Um gesto de renovação: a regência compartilhada
Num momento de simbólica grandeza, a maestra Édila Shirley, presidente do Roda Viva, a convite do Maestro Vasconcelos, assumiu a regência da antífona inicial. Com movimentos suaves e firmes, trouxe uma leitura expressiva e cativante.
“Conduzir o coro ali, diante da assembleia, foi uma emoção que não cabe em palavras. Era como se eu estivesse sustentando a fé de todos com as mãos,” disse Édila, visivelmente comovida. “Inovar é necessário. Ver Édila reger com tanta precisão e elegância foi inspirador.”
Um compromisso com o futuro
No encerramento, Padre Daniel Marcos agradeceu emocionado a todos os envolvidos e anunciou a continuidade do projeto: “Em 2026, o convite já está feito. Queremos novamente o Madrigal Roda Viva e o Terra Sonora aqui.
E, assim, ano após ano, nota por nota, a celebração do Ofício de Trevas em Lafaiete constrói seu lugar no tempo.

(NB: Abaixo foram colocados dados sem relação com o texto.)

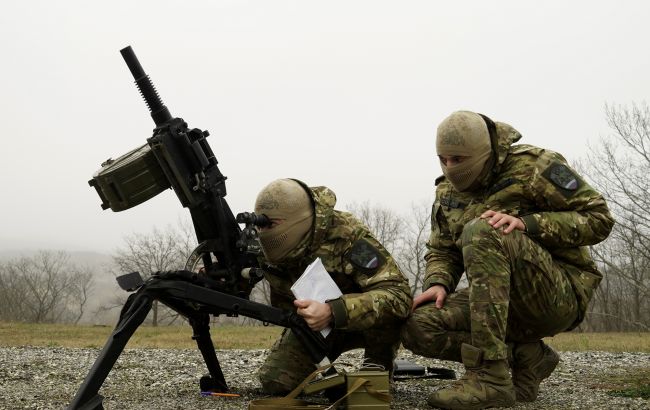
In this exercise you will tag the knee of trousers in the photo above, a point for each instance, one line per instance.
(424, 332)
(477, 229)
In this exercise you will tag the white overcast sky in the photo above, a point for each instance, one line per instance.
(346, 94)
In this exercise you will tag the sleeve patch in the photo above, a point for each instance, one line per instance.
(365, 256)
(562, 177)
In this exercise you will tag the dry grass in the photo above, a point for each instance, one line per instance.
(255, 337)
(55, 335)
(606, 342)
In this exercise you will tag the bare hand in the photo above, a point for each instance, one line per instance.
(317, 315)
(435, 292)
(498, 220)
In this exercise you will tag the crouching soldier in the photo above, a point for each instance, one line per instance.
(376, 295)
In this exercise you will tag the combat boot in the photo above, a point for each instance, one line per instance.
(531, 363)
(486, 383)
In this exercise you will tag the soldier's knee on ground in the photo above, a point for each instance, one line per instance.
(277, 381)
(423, 333)
(474, 230)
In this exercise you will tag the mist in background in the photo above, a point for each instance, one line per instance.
(346, 94)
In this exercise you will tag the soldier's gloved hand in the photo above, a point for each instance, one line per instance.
(436, 293)
(317, 315)
(498, 220)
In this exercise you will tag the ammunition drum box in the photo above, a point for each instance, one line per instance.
(129, 180)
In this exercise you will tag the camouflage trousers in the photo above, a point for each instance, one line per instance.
(288, 363)
(516, 293)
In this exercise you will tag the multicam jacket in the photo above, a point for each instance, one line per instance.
(560, 210)
(375, 292)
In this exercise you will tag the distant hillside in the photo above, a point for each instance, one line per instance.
(105, 285)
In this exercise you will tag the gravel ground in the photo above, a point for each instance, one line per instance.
(47, 378)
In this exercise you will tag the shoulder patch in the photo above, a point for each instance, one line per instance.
(562, 177)
(365, 257)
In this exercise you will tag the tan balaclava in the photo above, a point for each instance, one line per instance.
(464, 134)
(284, 199)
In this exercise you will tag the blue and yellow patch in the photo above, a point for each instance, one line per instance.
(563, 178)
(365, 257)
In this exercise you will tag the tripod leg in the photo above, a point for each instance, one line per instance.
(133, 314)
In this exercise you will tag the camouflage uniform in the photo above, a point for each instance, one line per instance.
(523, 286)
(376, 297)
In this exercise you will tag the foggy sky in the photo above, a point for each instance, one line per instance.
(346, 94)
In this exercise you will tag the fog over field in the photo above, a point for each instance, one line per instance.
(346, 94)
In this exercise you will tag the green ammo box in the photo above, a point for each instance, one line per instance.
(374, 395)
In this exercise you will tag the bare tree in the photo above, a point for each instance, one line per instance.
(385, 225)
(404, 237)
(619, 167)
(44, 288)
(157, 251)
(414, 238)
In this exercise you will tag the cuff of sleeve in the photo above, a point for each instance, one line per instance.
(340, 313)
(532, 226)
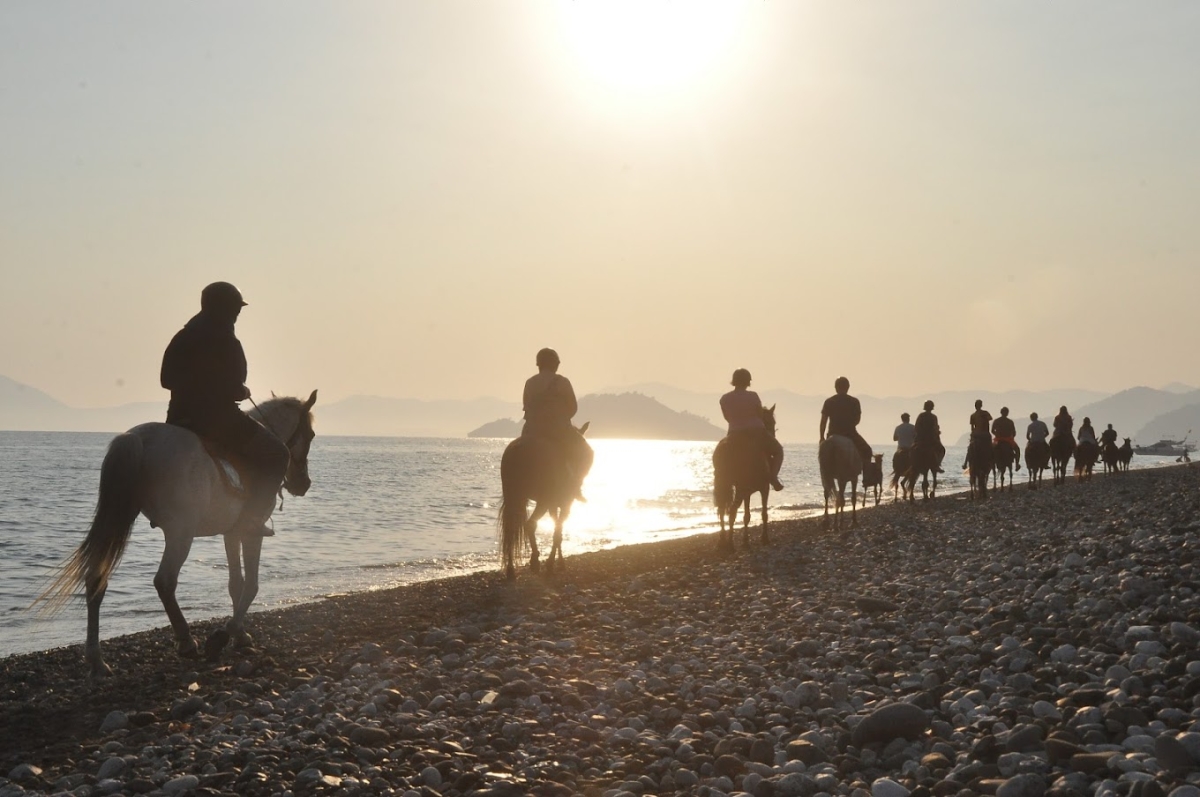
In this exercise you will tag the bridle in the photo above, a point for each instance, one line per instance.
(292, 441)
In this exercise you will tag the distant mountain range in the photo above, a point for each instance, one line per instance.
(647, 409)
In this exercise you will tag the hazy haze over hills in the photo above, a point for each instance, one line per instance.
(23, 407)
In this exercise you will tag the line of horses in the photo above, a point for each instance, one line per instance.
(167, 474)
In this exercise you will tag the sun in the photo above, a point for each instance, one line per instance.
(649, 46)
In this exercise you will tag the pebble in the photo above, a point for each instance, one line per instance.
(1042, 643)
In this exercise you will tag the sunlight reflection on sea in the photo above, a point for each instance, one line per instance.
(382, 511)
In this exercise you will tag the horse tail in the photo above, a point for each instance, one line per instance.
(117, 508)
(723, 484)
(825, 454)
(511, 519)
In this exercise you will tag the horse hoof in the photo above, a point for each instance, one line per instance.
(99, 671)
(189, 648)
(215, 643)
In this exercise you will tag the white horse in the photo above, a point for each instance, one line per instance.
(166, 473)
(840, 462)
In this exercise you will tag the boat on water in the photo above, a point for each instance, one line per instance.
(1165, 448)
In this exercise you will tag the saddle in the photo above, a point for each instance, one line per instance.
(234, 472)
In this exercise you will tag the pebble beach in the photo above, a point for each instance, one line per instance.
(1037, 643)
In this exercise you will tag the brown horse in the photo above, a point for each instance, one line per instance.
(741, 469)
(900, 461)
(1037, 460)
(1003, 456)
(873, 479)
(922, 461)
(1125, 454)
(840, 463)
(1111, 456)
(1086, 454)
(1061, 450)
(533, 468)
(981, 461)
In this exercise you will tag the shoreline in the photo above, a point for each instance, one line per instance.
(791, 611)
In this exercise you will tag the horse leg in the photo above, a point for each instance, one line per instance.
(531, 532)
(174, 553)
(763, 535)
(97, 669)
(745, 520)
(243, 591)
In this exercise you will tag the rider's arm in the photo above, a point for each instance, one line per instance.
(568, 394)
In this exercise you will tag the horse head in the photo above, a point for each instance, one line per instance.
(768, 419)
(291, 420)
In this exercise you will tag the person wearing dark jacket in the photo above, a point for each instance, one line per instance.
(841, 413)
(204, 367)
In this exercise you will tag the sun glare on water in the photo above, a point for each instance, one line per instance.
(642, 490)
(649, 46)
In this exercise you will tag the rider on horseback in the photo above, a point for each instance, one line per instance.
(1063, 423)
(843, 412)
(1005, 431)
(929, 432)
(1037, 431)
(204, 367)
(743, 411)
(1109, 436)
(981, 425)
(550, 405)
(905, 435)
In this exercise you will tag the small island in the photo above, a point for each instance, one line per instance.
(628, 415)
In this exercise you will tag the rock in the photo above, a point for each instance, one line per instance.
(24, 772)
(1091, 761)
(1171, 755)
(180, 785)
(875, 605)
(370, 737)
(888, 787)
(891, 721)
(186, 707)
(114, 720)
(112, 767)
(1026, 785)
(762, 751)
(805, 751)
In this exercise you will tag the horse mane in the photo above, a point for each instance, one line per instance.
(280, 403)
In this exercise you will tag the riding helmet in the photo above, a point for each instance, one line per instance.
(221, 297)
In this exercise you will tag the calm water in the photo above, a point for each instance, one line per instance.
(382, 511)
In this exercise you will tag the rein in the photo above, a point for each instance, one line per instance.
(288, 444)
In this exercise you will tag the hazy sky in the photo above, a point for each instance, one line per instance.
(414, 197)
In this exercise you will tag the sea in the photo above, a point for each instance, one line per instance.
(381, 513)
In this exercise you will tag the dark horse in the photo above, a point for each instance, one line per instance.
(1086, 454)
(921, 460)
(899, 467)
(739, 471)
(981, 461)
(873, 479)
(1111, 456)
(1003, 456)
(533, 468)
(840, 462)
(1037, 460)
(1061, 448)
(1125, 454)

Não apenas como tradição religiosa, mas como experiência estética, comunitária e profundamente humana — onde a beleza e a dor se abraçam, e a arte se transforma em travessia.
Para além do ofício de trevas, mas em consequência das reflexões que o mesmo proporciona, sobre o convite para a Professora Édila reger a abertura da cerimônia, Geraldo Vasconcelos disse: “Não se trata apenas de um gesto simbólico: trata-se de justiça. Dar lugar à regência da Maestra Édila Shirley é reconhecer a competência, a história e a presença potente das mulheres que sustentam a música coral com coragem e excelência. As batutas femininas ainda enfrentam o silêncio imposto por séculos. Que esta regência inicial, delicada e firme, seja o fortalecimento de um tempo, onde as mulheres estejam naturalmente no pódio da vida. A presença da maestra à frente do coro é uma afirmação de que a arte precisa refletir a sociedade que queremos: diversa, justa e plural. É um passo necessário para que a beleza do gesto não se perca no eco de um mundo ainda desigual.”
“Convidar Maestra Édila a reger foi também uma forma de dizer: aqui, a música não compactua com a exclusão. Aqui, ela é voz de afirmação. O toque da regente mulher, ainda tão raro nos altares e palcos, é força que nos ensina sobre escuta, sensibilidade e resistência. É urgente reverenciar o protagonismo feminino em nossa cena musical.”